183	Consider the specification
184	.DS
185	%token DING DONG DELL
186	%%
187	rhyme : sound place
188	;
189	sound : DING DONG
190	;
191	place : DELL
192	;
193	.DE
194	.PP
195	When Yacc is invoked with the
196	.B \-v
197	option, a file called
198	.I y.output
199	is produced, with a human-readable description of the parser.
200	The
201	.I y.output
202	file corresponding to the above grammar (with some statistics
203	stripped off the end) is:
204	.DS
205	state 0
206	$accept : \_rhyme $end
207
208	DING shift 3
209	. error
210
211	rhyme goto 1
212	sound goto 2
213
214	state 1
215	$accept : rhyme\_$end
216
217	$end accept
218	. error
219
220	state 2
221	rhyme : sound\_place
222
223	DELL shift 5
224	. error
225
226	place goto 4
227
228	state 3
229	sound : DING\_DONG
230
231	DONG shift 6
232	. error
233
234	state 4
235	rhyme : sound place\_ (1)
236
237	. reduce 1
238
239	state 5
240	place : DELL\_ (3)
241
242	. reduce 3
243
244	state 6
245	sound : DING DONG\_ (2)
246
247	. reduce 2
248	.DE
249	Notice that, in addition to the actions for each state, there is a
250	description of the parsing rules being processed in each
251	state.
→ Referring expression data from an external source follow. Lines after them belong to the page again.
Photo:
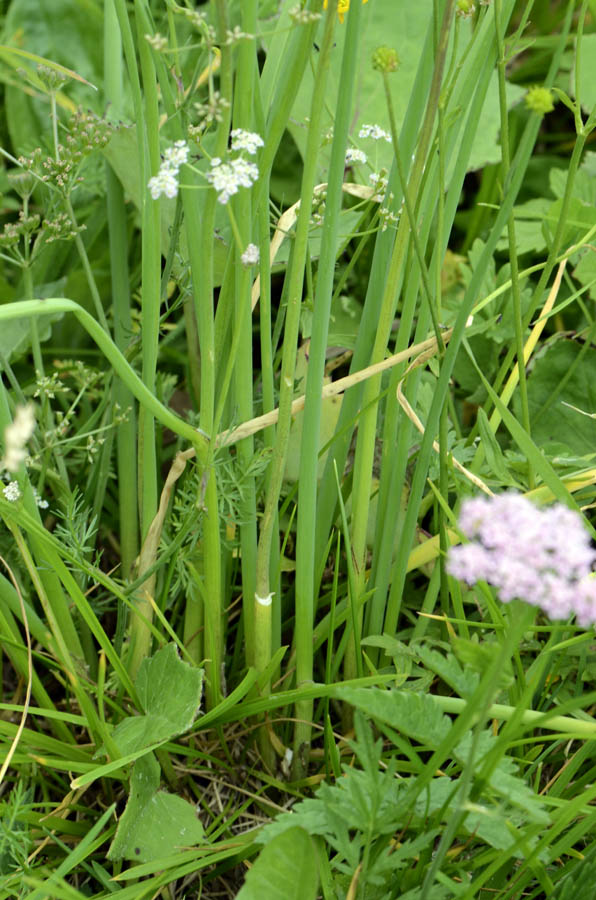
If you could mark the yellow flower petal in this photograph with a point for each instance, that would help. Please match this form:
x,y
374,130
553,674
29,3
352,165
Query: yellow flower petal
x,y
342,8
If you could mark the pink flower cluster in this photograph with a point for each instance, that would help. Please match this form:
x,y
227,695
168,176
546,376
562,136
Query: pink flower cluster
x,y
542,556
The \_ character is used to indicate
252	what has been seen, and what is yet to come, in each rule.
253	Suppose the input is
254	.DS
255	DING DONG DELL
256	.DE
257	It is instructive to follow the steps of the parser while
258	processing this input.
259	.PP
260	Initially, the current state is state 0.
261	The parser needs to refer to the input in order to decide
262	between the actions available in state 0, so
263	the first token,
264	.I DING ,
265	is read, becoming the lookahead token.
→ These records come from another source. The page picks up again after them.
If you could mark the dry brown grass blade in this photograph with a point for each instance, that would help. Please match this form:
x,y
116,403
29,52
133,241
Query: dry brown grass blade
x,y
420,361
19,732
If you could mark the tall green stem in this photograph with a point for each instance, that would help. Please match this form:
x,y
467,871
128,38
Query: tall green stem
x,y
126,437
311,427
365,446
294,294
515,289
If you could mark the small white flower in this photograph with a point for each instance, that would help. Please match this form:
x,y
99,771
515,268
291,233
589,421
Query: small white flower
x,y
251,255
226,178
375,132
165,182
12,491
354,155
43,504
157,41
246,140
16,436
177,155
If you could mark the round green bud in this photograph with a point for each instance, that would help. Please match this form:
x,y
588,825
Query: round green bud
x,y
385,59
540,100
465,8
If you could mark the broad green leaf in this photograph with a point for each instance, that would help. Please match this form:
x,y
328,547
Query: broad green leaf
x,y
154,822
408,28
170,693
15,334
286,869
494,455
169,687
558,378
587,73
266	The action in state 0 on
267	.I DING
268	is
269	is ``shift 3'', so state 3 is pushed onto the stack,
270	and the lookahead token is cleared.
271	State 3 becomes the current state.
272	The next token,
273	.I DONG ,
274	is read, becoming the lookahead token.
275	The action in state 3 on the token
276	.I DONG
277	is ``shift 6'',
278	so state 6 is pushed onto the stack, and the lookahead is cleared.
279	The stack now contains 0, 3, and 6.
280	In state 6, without even consulting the lookahead,
281	the parser reduces by rule 2.
282	.DS
283	sound : DING DONG
284	.DE
285	This rule has two symbols on the right hand side, so
286	two states, 6 and 3, are popped off of the stack, uncovering state 0.
287	Consulting the description of state 0, looking for a goto on
288	.I sound ,
289	.DS
290	sound goto 2
291	.DE
292	is obtained; thus state 2 is pushed onto the stack,
293	becoming the current state.
294	.PP
295	In state 2, the next token,
296	.I DELL ,
297	must be read.
298	The action is ``shift 5'', so state 5 is pushed onto the stack, which now has
299	0, 2, and 5 on it, and the lookahead token is cleared.
300	In state 5, the only action is to reduce by rule 3.
301	This has one symbol on the right hand side, so one state, 5,
302	is popped off, and state 2 is uncovered.
303	The goto in state 2 on
304	.I place ,
305	the left side of rule 3,
306	is state 4.
307	Now, the stack contains 0, 2, and 4.
308	In state 4, the only action is to reduce by rule 1.
309	There are two symbols on the right, so the top two states are popped off,
310	uncovering state 0 again.
311	In state 0, there is a goto on
312	.I rhyme
313	causing the parser to enter state 1.
314	In state 1, the input is read; the endmarker is obtained,
315	indicated by ``$end'' in the
316	.I y.output
317	file.
318	The action in state 1 when the endmarker is seen is to accept,
319	successfully ending the parse.
320	.PP
321	The reader is urged to consider how the parser works
322	when confronted with such incorrect strings as
323	.I "DING DONG DONG" ,
324	.I "DING DONG" ,
325	.I "DING DONG DELL DELL" ,
326	etc.
327	A few minutes spend with this and other simple examples will
328	probably be repaid when problems arise in more complicated contexts.